Quelle a été la genèse de Mythologies, ton œuvre pour orchestre illustrant le ballet éponyme du chorégraphe Angelin Preljocaj ?
Thomas Bangalter — Avec Angelin, on se connaît depuis quelques années. Pour son spectacle Gravité en 2018, il avait utilisé la musique de la bande originale de Tron: Legacy [2010], que l’on avait composée avec Daft Punk. Lors d’échanges multiples, Angelin m’a parlé de sa collaboration avec l’Opéra national de Bordeaux, dirigé par Marc Minkowski, qui lui avait demandé une création originale. Depuis longtemps, je suis intéressé par la musique orchestrale, un domaine que j’avais envie d’explorer davantage. Je suis donc allé à Bordeaux pour rencontrer les personnes de l’Opéra ainsi que pour prendre la mesure du bâtiment, qui a été construit en 1780, près de cent ans avant le Palais Garnier. Après avoir travaillé avec des orchestrateurs et arrangeurs, le challenge de Mythologies était donc de le faire moi-même. Voilà la genèse au final. [sourire]

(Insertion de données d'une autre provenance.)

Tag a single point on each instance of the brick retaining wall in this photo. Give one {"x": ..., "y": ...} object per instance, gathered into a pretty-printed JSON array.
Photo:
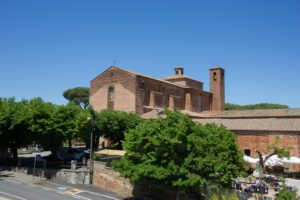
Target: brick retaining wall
[{"x": 110, "y": 180}]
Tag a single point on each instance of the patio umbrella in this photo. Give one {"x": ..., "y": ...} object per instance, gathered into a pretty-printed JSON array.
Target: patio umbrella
[
  {"x": 291, "y": 160},
  {"x": 273, "y": 161},
  {"x": 250, "y": 159}
]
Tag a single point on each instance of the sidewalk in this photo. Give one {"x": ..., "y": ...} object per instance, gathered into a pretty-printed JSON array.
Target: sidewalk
[
  {"x": 18, "y": 176},
  {"x": 53, "y": 184}
]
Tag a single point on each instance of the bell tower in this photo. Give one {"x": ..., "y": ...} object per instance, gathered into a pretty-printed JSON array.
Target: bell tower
[{"x": 217, "y": 88}]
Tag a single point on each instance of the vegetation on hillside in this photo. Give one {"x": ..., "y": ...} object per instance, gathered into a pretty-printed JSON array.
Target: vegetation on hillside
[{"x": 176, "y": 153}]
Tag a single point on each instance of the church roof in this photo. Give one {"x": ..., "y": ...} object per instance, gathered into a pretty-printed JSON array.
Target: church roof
[
  {"x": 258, "y": 113},
  {"x": 141, "y": 75},
  {"x": 265, "y": 124}
]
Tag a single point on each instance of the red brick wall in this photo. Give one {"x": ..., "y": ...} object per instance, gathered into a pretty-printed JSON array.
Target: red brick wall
[
  {"x": 217, "y": 88},
  {"x": 110, "y": 180},
  {"x": 259, "y": 140},
  {"x": 125, "y": 87}
]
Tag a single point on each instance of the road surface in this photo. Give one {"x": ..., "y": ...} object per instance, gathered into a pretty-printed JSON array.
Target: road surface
[{"x": 14, "y": 190}]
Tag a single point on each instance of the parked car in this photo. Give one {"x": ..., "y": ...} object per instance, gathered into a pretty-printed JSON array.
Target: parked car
[{"x": 67, "y": 154}]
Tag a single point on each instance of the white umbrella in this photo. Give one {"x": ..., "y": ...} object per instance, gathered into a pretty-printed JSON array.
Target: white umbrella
[
  {"x": 250, "y": 159},
  {"x": 273, "y": 161},
  {"x": 291, "y": 160}
]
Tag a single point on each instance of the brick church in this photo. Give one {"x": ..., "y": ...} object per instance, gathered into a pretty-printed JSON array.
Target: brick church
[{"x": 129, "y": 91}]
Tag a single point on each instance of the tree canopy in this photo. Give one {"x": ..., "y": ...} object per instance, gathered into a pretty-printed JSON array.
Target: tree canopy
[
  {"x": 34, "y": 121},
  {"x": 78, "y": 95},
  {"x": 230, "y": 106},
  {"x": 175, "y": 153},
  {"x": 113, "y": 124}
]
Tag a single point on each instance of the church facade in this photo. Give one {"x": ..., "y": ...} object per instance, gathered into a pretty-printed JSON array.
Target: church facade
[
  {"x": 124, "y": 90},
  {"x": 128, "y": 91}
]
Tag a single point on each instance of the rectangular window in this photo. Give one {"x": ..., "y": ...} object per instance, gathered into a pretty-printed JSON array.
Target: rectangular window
[
  {"x": 215, "y": 76},
  {"x": 247, "y": 152},
  {"x": 111, "y": 93}
]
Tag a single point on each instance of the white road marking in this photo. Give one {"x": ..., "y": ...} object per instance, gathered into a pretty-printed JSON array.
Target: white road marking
[
  {"x": 12, "y": 195},
  {"x": 9, "y": 180},
  {"x": 81, "y": 197},
  {"x": 102, "y": 195}
]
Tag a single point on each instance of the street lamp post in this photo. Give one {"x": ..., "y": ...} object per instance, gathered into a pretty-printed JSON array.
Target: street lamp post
[{"x": 91, "y": 149}]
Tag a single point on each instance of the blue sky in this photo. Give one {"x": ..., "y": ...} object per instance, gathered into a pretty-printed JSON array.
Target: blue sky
[{"x": 47, "y": 47}]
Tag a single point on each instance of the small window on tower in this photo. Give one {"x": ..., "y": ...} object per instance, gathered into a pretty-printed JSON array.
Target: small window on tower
[
  {"x": 111, "y": 93},
  {"x": 143, "y": 85},
  {"x": 247, "y": 152},
  {"x": 215, "y": 76}
]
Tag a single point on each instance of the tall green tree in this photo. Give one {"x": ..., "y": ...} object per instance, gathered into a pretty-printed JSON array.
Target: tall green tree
[
  {"x": 14, "y": 123},
  {"x": 78, "y": 95},
  {"x": 175, "y": 153},
  {"x": 66, "y": 122},
  {"x": 113, "y": 124},
  {"x": 42, "y": 124}
]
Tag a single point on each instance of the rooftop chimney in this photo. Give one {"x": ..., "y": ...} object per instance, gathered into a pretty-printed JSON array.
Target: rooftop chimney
[{"x": 179, "y": 70}]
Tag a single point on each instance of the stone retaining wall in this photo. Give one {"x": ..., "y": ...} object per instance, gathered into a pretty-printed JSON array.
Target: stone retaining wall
[{"x": 110, "y": 180}]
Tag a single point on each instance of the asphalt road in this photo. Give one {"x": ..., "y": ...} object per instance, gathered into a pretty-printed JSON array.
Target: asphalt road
[{"x": 14, "y": 190}]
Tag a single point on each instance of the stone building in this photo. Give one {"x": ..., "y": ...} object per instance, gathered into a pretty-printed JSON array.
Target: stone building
[{"x": 124, "y": 90}]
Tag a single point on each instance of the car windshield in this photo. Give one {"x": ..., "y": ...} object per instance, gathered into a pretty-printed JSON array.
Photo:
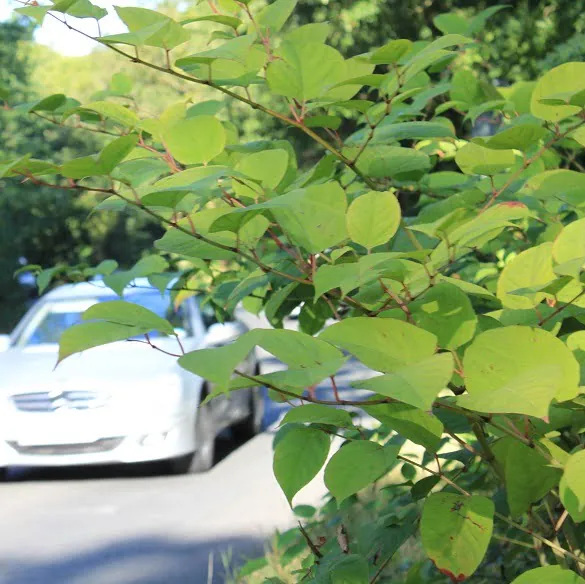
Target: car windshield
[{"x": 47, "y": 326}]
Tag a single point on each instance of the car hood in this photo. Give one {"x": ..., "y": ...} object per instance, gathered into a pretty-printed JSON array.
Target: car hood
[{"x": 34, "y": 368}]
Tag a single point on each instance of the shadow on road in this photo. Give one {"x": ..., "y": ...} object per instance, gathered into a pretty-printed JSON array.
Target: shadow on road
[{"x": 147, "y": 560}]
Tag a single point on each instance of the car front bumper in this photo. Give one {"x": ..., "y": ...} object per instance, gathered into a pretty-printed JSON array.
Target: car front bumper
[{"x": 73, "y": 445}]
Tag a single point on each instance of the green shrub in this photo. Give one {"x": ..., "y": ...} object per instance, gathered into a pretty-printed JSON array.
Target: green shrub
[{"x": 453, "y": 267}]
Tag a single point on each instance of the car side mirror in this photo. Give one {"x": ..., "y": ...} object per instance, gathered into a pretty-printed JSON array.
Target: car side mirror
[
  {"x": 4, "y": 342},
  {"x": 222, "y": 333}
]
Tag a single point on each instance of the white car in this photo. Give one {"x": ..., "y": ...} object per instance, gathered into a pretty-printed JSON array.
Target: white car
[{"x": 119, "y": 403}]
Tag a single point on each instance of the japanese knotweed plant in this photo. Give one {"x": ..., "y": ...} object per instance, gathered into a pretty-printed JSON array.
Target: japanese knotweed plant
[{"x": 450, "y": 266}]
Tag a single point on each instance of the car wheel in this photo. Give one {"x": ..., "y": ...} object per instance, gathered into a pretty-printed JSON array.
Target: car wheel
[
  {"x": 251, "y": 425},
  {"x": 204, "y": 456}
]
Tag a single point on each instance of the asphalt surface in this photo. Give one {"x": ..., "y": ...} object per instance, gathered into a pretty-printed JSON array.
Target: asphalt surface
[{"x": 127, "y": 525}]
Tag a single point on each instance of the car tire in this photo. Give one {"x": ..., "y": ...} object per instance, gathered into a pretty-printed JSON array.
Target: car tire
[
  {"x": 204, "y": 456},
  {"x": 251, "y": 425}
]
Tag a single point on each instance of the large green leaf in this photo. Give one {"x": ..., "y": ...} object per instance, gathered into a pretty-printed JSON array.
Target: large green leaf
[
  {"x": 87, "y": 335},
  {"x": 129, "y": 314},
  {"x": 522, "y": 279},
  {"x": 298, "y": 457},
  {"x": 196, "y": 140},
  {"x": 566, "y": 78},
  {"x": 476, "y": 159},
  {"x": 549, "y": 575},
  {"x": 150, "y": 28},
  {"x": 417, "y": 384},
  {"x": 519, "y": 137},
  {"x": 267, "y": 167},
  {"x": 518, "y": 369},
  {"x": 113, "y": 111},
  {"x": 373, "y": 218},
  {"x": 352, "y": 569},
  {"x": 319, "y": 414},
  {"x": 305, "y": 71},
  {"x": 356, "y": 465},
  {"x": 564, "y": 185},
  {"x": 391, "y": 52},
  {"x": 383, "y": 344},
  {"x": 380, "y": 161},
  {"x": 456, "y": 531},
  {"x": 572, "y": 487},
  {"x": 529, "y": 476},
  {"x": 569, "y": 249},
  {"x": 297, "y": 350},
  {"x": 273, "y": 17},
  {"x": 410, "y": 422},
  {"x": 445, "y": 311}
]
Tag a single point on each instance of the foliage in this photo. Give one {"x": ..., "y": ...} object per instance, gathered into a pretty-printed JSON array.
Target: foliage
[
  {"x": 452, "y": 268},
  {"x": 44, "y": 225}
]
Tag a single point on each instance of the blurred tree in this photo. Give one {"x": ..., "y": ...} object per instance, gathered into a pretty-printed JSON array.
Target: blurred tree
[
  {"x": 48, "y": 226},
  {"x": 520, "y": 37}
]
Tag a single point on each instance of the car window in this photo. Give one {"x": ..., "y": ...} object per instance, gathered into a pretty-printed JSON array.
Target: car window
[{"x": 53, "y": 318}]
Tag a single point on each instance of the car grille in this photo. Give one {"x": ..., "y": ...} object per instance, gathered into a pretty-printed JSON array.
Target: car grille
[
  {"x": 103, "y": 445},
  {"x": 43, "y": 401}
]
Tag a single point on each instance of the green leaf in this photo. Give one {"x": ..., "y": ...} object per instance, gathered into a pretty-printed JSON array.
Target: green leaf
[
  {"x": 446, "y": 312},
  {"x": 519, "y": 137},
  {"x": 87, "y": 335},
  {"x": 572, "y": 487},
  {"x": 391, "y": 52},
  {"x": 298, "y": 457},
  {"x": 417, "y": 385},
  {"x": 351, "y": 569},
  {"x": 313, "y": 218},
  {"x": 305, "y": 71},
  {"x": 319, "y": 414},
  {"x": 153, "y": 28},
  {"x": 297, "y": 350},
  {"x": 422, "y": 488},
  {"x": 113, "y": 111},
  {"x": 410, "y": 422},
  {"x": 529, "y": 476},
  {"x": 49, "y": 104},
  {"x": 566, "y": 78},
  {"x": 274, "y": 16},
  {"x": 383, "y": 344},
  {"x": 479, "y": 20},
  {"x": 37, "y": 13},
  {"x": 267, "y": 167},
  {"x": 314, "y": 32},
  {"x": 116, "y": 151},
  {"x": 129, "y": 314},
  {"x": 411, "y": 131},
  {"x": 451, "y": 23},
  {"x": 456, "y": 531},
  {"x": 237, "y": 50},
  {"x": 196, "y": 140},
  {"x": 564, "y": 185},
  {"x": 79, "y": 9},
  {"x": 380, "y": 161},
  {"x": 549, "y": 575},
  {"x": 356, "y": 465},
  {"x": 373, "y": 218},
  {"x": 224, "y": 19},
  {"x": 531, "y": 270},
  {"x": 569, "y": 248},
  {"x": 476, "y": 159},
  {"x": 518, "y": 369}
]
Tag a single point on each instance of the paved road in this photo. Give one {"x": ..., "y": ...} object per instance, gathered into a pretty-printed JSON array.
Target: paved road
[{"x": 122, "y": 526}]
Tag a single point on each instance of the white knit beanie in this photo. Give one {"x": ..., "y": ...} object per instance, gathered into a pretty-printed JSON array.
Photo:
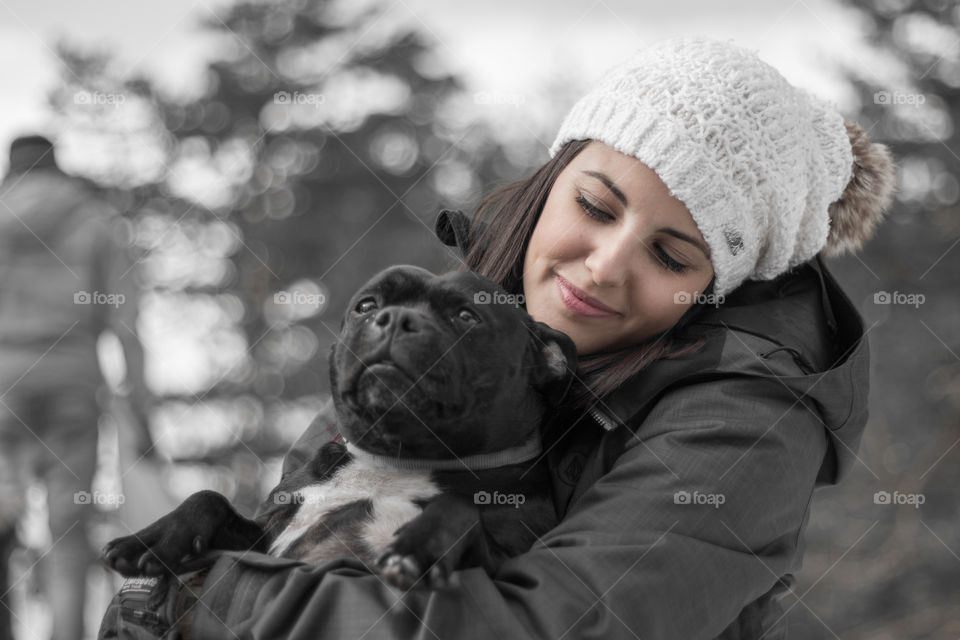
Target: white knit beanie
[{"x": 763, "y": 167}]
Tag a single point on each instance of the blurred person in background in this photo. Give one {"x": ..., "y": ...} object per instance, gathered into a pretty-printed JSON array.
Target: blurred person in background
[{"x": 59, "y": 291}]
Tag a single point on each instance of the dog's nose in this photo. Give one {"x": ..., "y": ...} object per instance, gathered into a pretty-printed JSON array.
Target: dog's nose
[{"x": 405, "y": 320}]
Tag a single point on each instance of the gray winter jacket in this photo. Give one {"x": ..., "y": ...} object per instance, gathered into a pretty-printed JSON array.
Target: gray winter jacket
[{"x": 684, "y": 497}]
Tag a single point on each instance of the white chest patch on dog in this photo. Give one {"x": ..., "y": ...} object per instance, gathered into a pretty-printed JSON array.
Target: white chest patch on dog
[{"x": 390, "y": 490}]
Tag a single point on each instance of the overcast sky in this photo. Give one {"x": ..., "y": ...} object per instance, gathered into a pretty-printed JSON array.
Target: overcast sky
[{"x": 505, "y": 46}]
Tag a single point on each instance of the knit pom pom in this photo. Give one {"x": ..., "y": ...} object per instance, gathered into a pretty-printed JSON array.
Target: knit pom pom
[{"x": 866, "y": 197}]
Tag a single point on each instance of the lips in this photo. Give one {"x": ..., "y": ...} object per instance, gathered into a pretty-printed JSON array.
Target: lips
[{"x": 579, "y": 302}]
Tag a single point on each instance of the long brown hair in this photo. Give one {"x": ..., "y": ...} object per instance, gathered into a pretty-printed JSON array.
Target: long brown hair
[{"x": 502, "y": 226}]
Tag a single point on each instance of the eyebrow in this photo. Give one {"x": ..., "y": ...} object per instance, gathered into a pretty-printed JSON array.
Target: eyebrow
[
  {"x": 667, "y": 230},
  {"x": 609, "y": 184}
]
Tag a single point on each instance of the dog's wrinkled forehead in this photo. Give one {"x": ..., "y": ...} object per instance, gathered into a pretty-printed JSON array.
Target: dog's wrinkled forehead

Composer une musique symphonique était un parti pris de départ ?
C’était une évidence pour moi, mais il y a toujours un décalage de perception. Pour la musique de Tron, le réalisateur Joseph Kosinski souhaitait, à l’origine, un score purement électronique. Les gens, et c’est normal, se nourrissent des étiquettes et des disques qu’ils connaissent déjà. Pour Mythologies, j’avais le désir de m’éloigner le plus possible de la technologie et d’explorer un nouveau territoire. J’ai toujours besoin de me réinventer.
Tu maîtrisais déjà la lecture et l’écriture de la musique avant de t’attaquer à cette pièce ?
Un petit peu, mais je me suis mis en totale immersion pour appréhender ce langage dans le processus de composition. Lorsque j’habitais aux États-Unis, il y a longtemps, j’emmenais mon fils de 3 ans à l’école alors qu’il ne parlait pas encore anglais, ce qui ne l’empêchait pas de faire les exercices de maternelle car il était en immersion totale. J’ai commencé à lire et relire des partitions orchestrales, ainsi que des traités d’orchestration. C’est un monde passionnant, assez loin de mon éducation musicale. Car par mon père [Daniel Vangarde, producteur et parolier pour La Compagnie créole, Sheila ou Ottawan, entre autres], je n’entretenais pas ce rapport à la partition. Du côté de ma mère, le professeur qui me donnait des cours de piano de 6 à 12 ans travaillait à l’Opéra de Paris. Comme je n’étais pas un très bon élève pianiste, j’avais un rapport distant avec la partition, qui n’était pas non plus encouragé par mon père. [sourire] M’y replonger et ne plus faire que noircir des pages était une expérience très excitante, très intéressante et très pure.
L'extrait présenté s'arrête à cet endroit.